In February 2014, the company learned about the breakage of an implanted fixation plate, which was associated with the need for surgery, according to the June 30 letter. But the Santa Clarita, Calif., company had not submitted an MDR for the event at the time of the FDA’s March 2016 inspection.
Posted on the FDA’s website Aug. 2, the warning letter cites two other complaints that linked the company’s osteotomy device and pin plate with a malfunction.
It notes that a malfunction of long-term implantable devices is reportable. However, TriMed did not submit MDR reports within 30 days of receiving or becoming aware of the events.
Additionally, the FDA saw “no evidence to justify whether the malfunctions would not be likely to cause or contribute to a death or serious injury, if they were to recur.”
The company’s MDR procedure did not set up systems for timely and effective identification, communication and evaluation of events that might fall under MDR requirements.
Further, TriMed’s nonconforming product procedure did not require non-conformances to be evaluated to see if an investigation was needed, and it did not require the company to document any investigations that were conducted.
CAPA procedures also drew the FDA’s attention during the inspection.
In September 2015, TriMed initiated a CAPA referencing non-locking semi-tubular screw plate screws that were passing through the hole of the semi-tubular bone plates, allowing the screws to pass through the plates. It received plates from the field during that month but did not submit a written report of the removal to the FDA, the letter says.
TriMed’s CAPA procedures did not include a requirement to analyze sources of quality data, including complaints documented in the error log, non-conformances documented in the material review board log and returned products documented in the returned goods authorization log.
In addition, one CAPA was initiated in September 2015 to address complaints of non-locking screws that were passing through the hole of the plate.
The CAPA appeared to have been implemented in early October 2015 and deemed effective in February 2016; however, there was no documentation to show the corrective action — revising the dimension of the screw hole — was effective.
The corrective action plan notes that other bone plates using the same threaded screw hole could have the same issue, but the CAPA does not list the affected products or provide documentation that effective corrective actions were taken for all products affected.
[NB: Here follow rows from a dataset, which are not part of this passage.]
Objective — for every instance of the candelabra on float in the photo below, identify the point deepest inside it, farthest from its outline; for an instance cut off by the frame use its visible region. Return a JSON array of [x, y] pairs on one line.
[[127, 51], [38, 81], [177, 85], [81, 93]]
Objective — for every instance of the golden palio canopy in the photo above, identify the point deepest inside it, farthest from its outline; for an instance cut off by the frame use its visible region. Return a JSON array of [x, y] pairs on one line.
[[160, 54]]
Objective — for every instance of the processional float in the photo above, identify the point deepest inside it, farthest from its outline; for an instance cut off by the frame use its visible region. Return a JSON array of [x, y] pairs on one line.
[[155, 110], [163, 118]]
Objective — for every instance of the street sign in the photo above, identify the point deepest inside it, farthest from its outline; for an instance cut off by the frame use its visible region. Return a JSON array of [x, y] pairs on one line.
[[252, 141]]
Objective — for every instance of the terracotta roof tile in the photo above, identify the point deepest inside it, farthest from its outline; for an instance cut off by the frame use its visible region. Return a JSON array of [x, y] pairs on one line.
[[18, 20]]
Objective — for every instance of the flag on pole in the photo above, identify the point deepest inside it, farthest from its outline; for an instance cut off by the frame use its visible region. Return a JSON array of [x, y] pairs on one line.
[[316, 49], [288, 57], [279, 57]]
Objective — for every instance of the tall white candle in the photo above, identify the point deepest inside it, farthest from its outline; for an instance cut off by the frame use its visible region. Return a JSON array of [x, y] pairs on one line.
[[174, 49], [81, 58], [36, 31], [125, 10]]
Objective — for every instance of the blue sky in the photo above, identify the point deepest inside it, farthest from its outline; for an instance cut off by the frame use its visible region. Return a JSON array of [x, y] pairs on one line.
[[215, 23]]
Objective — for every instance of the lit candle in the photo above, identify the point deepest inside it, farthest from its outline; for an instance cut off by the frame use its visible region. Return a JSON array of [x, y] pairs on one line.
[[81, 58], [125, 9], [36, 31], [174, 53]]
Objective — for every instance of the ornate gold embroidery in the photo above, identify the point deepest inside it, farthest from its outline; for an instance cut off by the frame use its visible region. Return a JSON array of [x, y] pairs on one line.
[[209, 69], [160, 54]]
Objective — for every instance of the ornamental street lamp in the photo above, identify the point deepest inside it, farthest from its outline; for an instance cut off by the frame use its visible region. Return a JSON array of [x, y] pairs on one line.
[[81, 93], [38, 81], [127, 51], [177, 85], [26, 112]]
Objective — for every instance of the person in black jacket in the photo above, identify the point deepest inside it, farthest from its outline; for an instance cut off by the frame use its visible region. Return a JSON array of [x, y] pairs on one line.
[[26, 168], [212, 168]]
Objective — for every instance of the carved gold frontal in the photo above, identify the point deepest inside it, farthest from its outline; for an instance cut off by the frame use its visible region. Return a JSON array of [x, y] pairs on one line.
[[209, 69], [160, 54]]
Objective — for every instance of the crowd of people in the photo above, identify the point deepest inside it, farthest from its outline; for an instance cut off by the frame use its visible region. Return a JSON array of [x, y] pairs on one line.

Meanwhile, TriMed did not document the failure mode of non-locking screws passing through the hole of bone plates during surgeries in its risk analysis for the Supracondylar Elbow Implant System.
The warning letter also notes that some finished products shipped to a customer did not include records showing completion of certain activities required in the device master record for the Wrist Fixation System, Radiocarpal Fusion System and Ulnar Osteotomy System.
TriMed told IDDM that the company has taken all the necessary actions and submitted the required documentation within the FDA’s deadline.